Neben der Vorbildfunktion ist das Ehrenamt aber auch von Überehrgeiz getrieben. Timor Bozkir, Leiter des Kommunalen Integrationszentrums der Städteregion erzählt von Beschwerdebriefen von Ehrenamtlern, weil IHREM Flüchtling nicht bevorzugt einen Schulplatz zugewiesen wurde. Das sei zu ambitioniert und binde zu viele Ressourcen der Verwaltungsarbeit, die an anderer Stelle benötigt würden. Es kommt auf eine gute Kommunikation zwischen Profis, Ehrenamtlern und den Flüchtlingen an. Geduld, hinhören und Bereitschaft zur Kommunikation. Auch müsse das Ehrenamt noch stärker eingebunden werden als bisher.

Heidi Baumsteiger, Ehrenamtskoordinatorin bei der Caritas appelliert an die deutschen EhrenamtlerInnen: Mehr den Menschen zu sehen und nicht mehr nur den Hilfesuchenden. Sie bewundert zwar die Euphorie der Willkommenskultur von damals, andererseits machte ihr das auch Angst. „Die damalige Versorgung der Grundbedürfnisse hat gut gepasst. Ganz arme Menschen die unbedingt unsere Hilfe brauchen. Ein Jahr weiter identifizieren sich die Menschen nicht mehr alleine durch Hilfsbedürftigkeit. Heute haben die Menschen einen Weg zurückgelegt, die Menschen wissen was sie möchten: Schule, Ausbildung, Familie.

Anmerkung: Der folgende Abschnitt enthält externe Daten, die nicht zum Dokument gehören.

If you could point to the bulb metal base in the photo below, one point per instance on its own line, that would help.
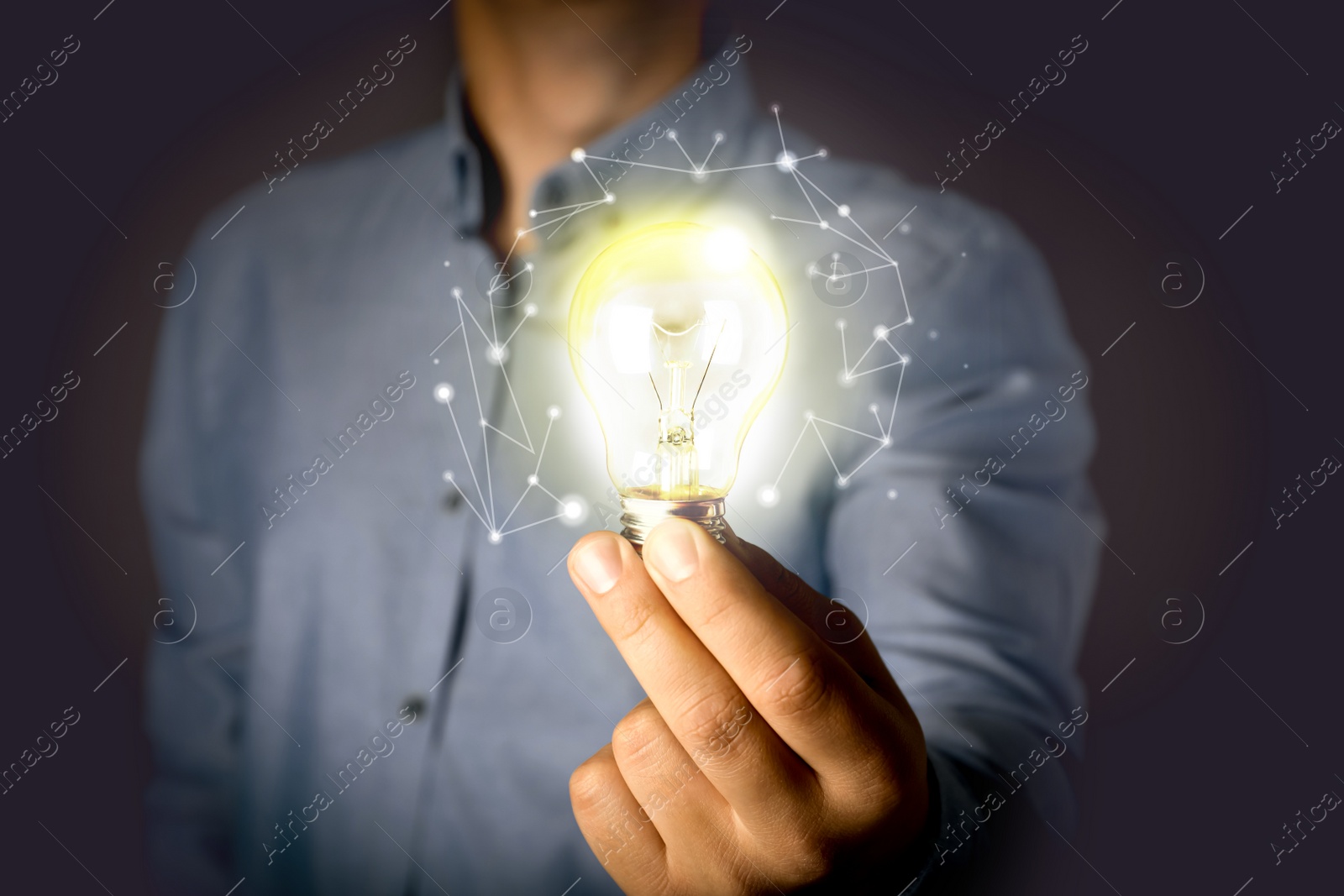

Ähnliche Wünsche wie wir. Menschliche Wünsche, die verbinden. Aber es gibt auch eine große Gruppe an abgehängten Menschen, die sich nicht auf den Weg machen konnten bzw. die wieder zurückgehen, weil sie abgehängt sind. Wir dürfen die Menschen die hier angekommen nicht mit Erwartungen überfrachten. Wie kann man unterstützen ohne zu überfordern? Wie kann man selbst etwas tun? Wie kann man im Gespräch und im Austausch bleiben."